Hubert Duprat
Hubert Duprat (né en 1957) est un artiste contemporain français. Il vit et travaille dans le sud de la France.
Hubert Duprat s’est fait connaître à partir des années quatre-vingt avec les larves aquatiques de Trichoptères – les phryganes, mouches papillonnacées, bien connues des pecheurs – lesquelles ont la particularité de se confectionner un étui avec des petits cailloux et des brindilles fixés par une soie qu’elles sécrètent. En substituant ce qui leur sert habituellement à la confection de leur cocon et altérant leur environnement en y plaçant des paillettes d’or, des opales, des turquoises, des perles de toutes sortes, l’artiste avait opéré un glissement qui transformait l’insecte en joaillier afin de reproduire un nouvel étui avec les seuls matériaux dont il disposait. La larve fabrique ainsi son cocon avec les matériaux mis à sa disposition par l’artiste.

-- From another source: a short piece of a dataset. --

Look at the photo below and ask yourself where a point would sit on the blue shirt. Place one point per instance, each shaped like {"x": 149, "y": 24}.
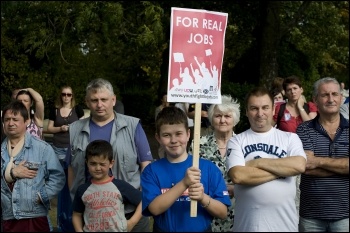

Les oeuvres de Hubert Duprat déroutent du fait de l’utilisation très singulière des matériaux qu’il expérimente mais aussi car il ne nous ai jamais donné de les appréhender sous un seul angle que ce soit visuellement ou conceptuellement - aux confins du connaissable et de l’admissible. Ce rapport mystique est accru par la grande technicité et la plasticité de ces réalisations dont Hubert Duprat délègue la fabrication. Ainsi, ses oeuvres acquièrent quelque chose de prodigieux et d’insaisissable qui pourrait évoquer les cabinets de curiosités si elles n’étaient pas tant ancrées dans une pratique créative contemporaine et une recherche conceptuelle des plus riches (la spécularité, la série, la répétition et la reconstitution). L’exposition offre donc au coeur de l’île de Vassivière un ensemble merveilleux, montrant la richesse d’une création artistique qui n’a jamais fait abstraction de ses utopies.
L’oeuvre de Hubert Duprat est largement présente dans les collections publiques françaises et a été montrée à la Fondation Cartier à Paris en 1998, la même année au PS1 à New York ainsi qu’au Mamco à Genève en 1999, en 2009 au Centre d’art co temporain de Vassivière, en 2011 au Norwich Museum of Art (Angleterre) et à la Royal Society of London.